Ecstatic about the results, conservationists and members of the birder community said Santragachhi Jheel has become a perfect example of how concerted efforts could reverse urban degradation and revive a habitat. The official census will be carried out on January 17.

Even before the count began on Sunday morning, it was clear that the figure would be higher than what had been recorded in the recent past. When the figures were collated, the optimism turned to jubilation.

The count was 5,694 water birds spread across 16 species. What makes Sunday’s count remarkable is that so many birds arrived, despite the cyclone Bulbul and the death of 20,000 migratory birds in October-November 2019.

“With so many birds flocking Santragachhi since early December, we had anticipated more numbers but the figure that finally emerged was beyond expectation. This will not only encourage conservationists like us but also be a huge fillip to stakeholders like South Eastern Railway (SER), Howrah Municipal Corporation (HMC), Howrah Police, bird lovers and nature activists,” said Arjan Basu Roy of Nature Mates, who had coordinated the clean-up of the jheel.

West Bengal Biodiversity Board funded the clean-up that saw around 1,500 man-hours being spent between October 28 and November 20 to remove the hyacinth, which had covered 90% of the 13.5 acre jheel. Around 30% of hyacinth cover was retained to enable birds to perch and rest.

An unsupervised clean-up drive by the HMC had removed all the hyacinth, leaving no place for the birds to rest in 2017 when only 800 birds had arrived at the jheel, down from 2,920 the previous year.

Nature Mates had stepped in last year and the sensitive clean-up, assisted by crowd-funding, saw the count rise to 2,889.

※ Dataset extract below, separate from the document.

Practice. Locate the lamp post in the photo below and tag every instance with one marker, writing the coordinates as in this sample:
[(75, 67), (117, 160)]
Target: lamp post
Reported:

Along with the early clean-up of the lake, this year’s cold spell also contributed to the sharp rise in the number of migratory birds. Birds usually arrive when the minimum temperature is around 15-16°C and maximum temperature is under 30°C.

“The return of birds shows that the efforts towards restoring Santragachhi Jheel are moving in the right direction. What is needed next is a comprehensive management plan,” said Kushal Mukherjee of Prakriti Sansad.

A committee comprising representatives of SER, West Bengal Biodiversity Board, HMC, bird lovers and aviation experts has been set up to prepare a five-year management plan for Santragachhi Jheel. The blueprint will chalk out a mid-term and long-term management strategy for the lake that draws thousands of migratory birds every winter.